Rapidash · Jungle, what to know.

About the Rapidash card

Rapidash sits at #44 in Jungle, the second of the Wizards of the Coast print runs. Illustration by Mitsuhiro Arita. Arita was the original Pokémon TCG illustrator and the artist behind the Base Set Charizard. His vintage-era art has a painterly quality that distinguishes it from the cleaner reference-style work of the Sugimori cards. In the games, Rapidash evolves from Ponyta, which makes it a late-stage card in the line.

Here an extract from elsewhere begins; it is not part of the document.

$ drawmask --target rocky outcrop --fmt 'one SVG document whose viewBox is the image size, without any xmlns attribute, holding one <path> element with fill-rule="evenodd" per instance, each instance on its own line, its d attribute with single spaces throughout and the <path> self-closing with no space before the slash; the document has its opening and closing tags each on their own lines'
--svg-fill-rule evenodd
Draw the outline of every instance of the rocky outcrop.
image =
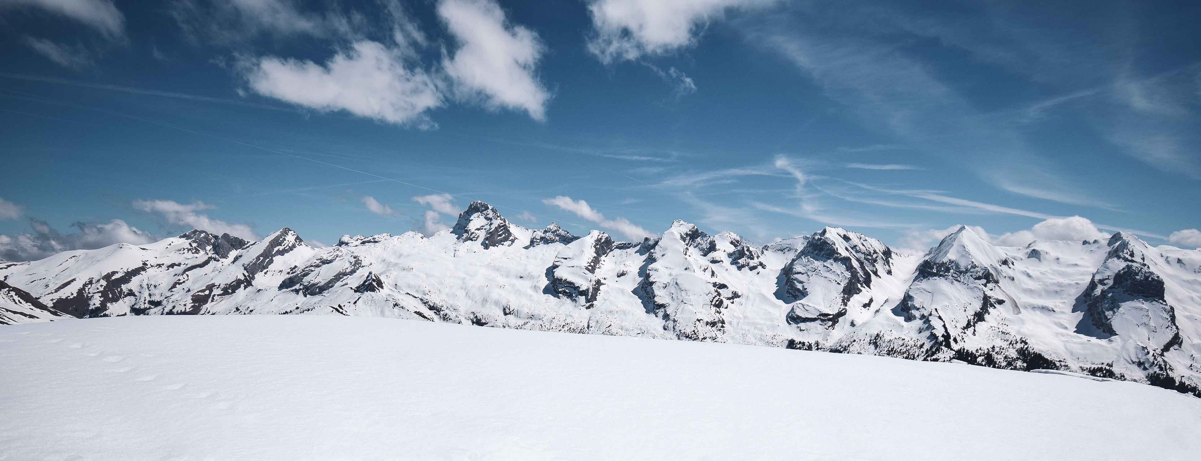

The flavor text on the card reads: "Very competitive, this Pokémon will chase anything that moves fast in the hopes of racing it." Pokédex entries from this era are short and often quirky, written by the original Japanese localization team for a specific stat-block layout that no longer exists in modern cards.

About Rapidash in the Pokémon world

The fully evolved Ponyta. Larger, more elaborate flame mane. Base Set Uncommon with steady raw demand.

Print variants and how to spot them

Jungle shipped in two print waves: 1st Edition (stamped) and Unlimited. There is also a famous "No Symbol" error on some early Unlimited prints where the set symbol was accidentally left off the artwork. No Symbol variants trade for a meaningful premium over the standard Unlimited print and are a quiet specialty within Jungle collecting.

Grading and condition

Uncommons grade more forgivingly than Rare Holos but the same centering and edge requirements apply. Raw copies in pack-fresh condition are easy to find. A PSA 10 submission on a clean Uncommon is a low-cost way to learn how the grading process scores Wizards-era cardstock.

If you are buying this card

Raw copies of this card are inexpensive enough that the grading math rarely justifies submission unless you have a clearly pack-fresh example. For set completionists, picking up a clean raw copy and sleeving it is the practical move.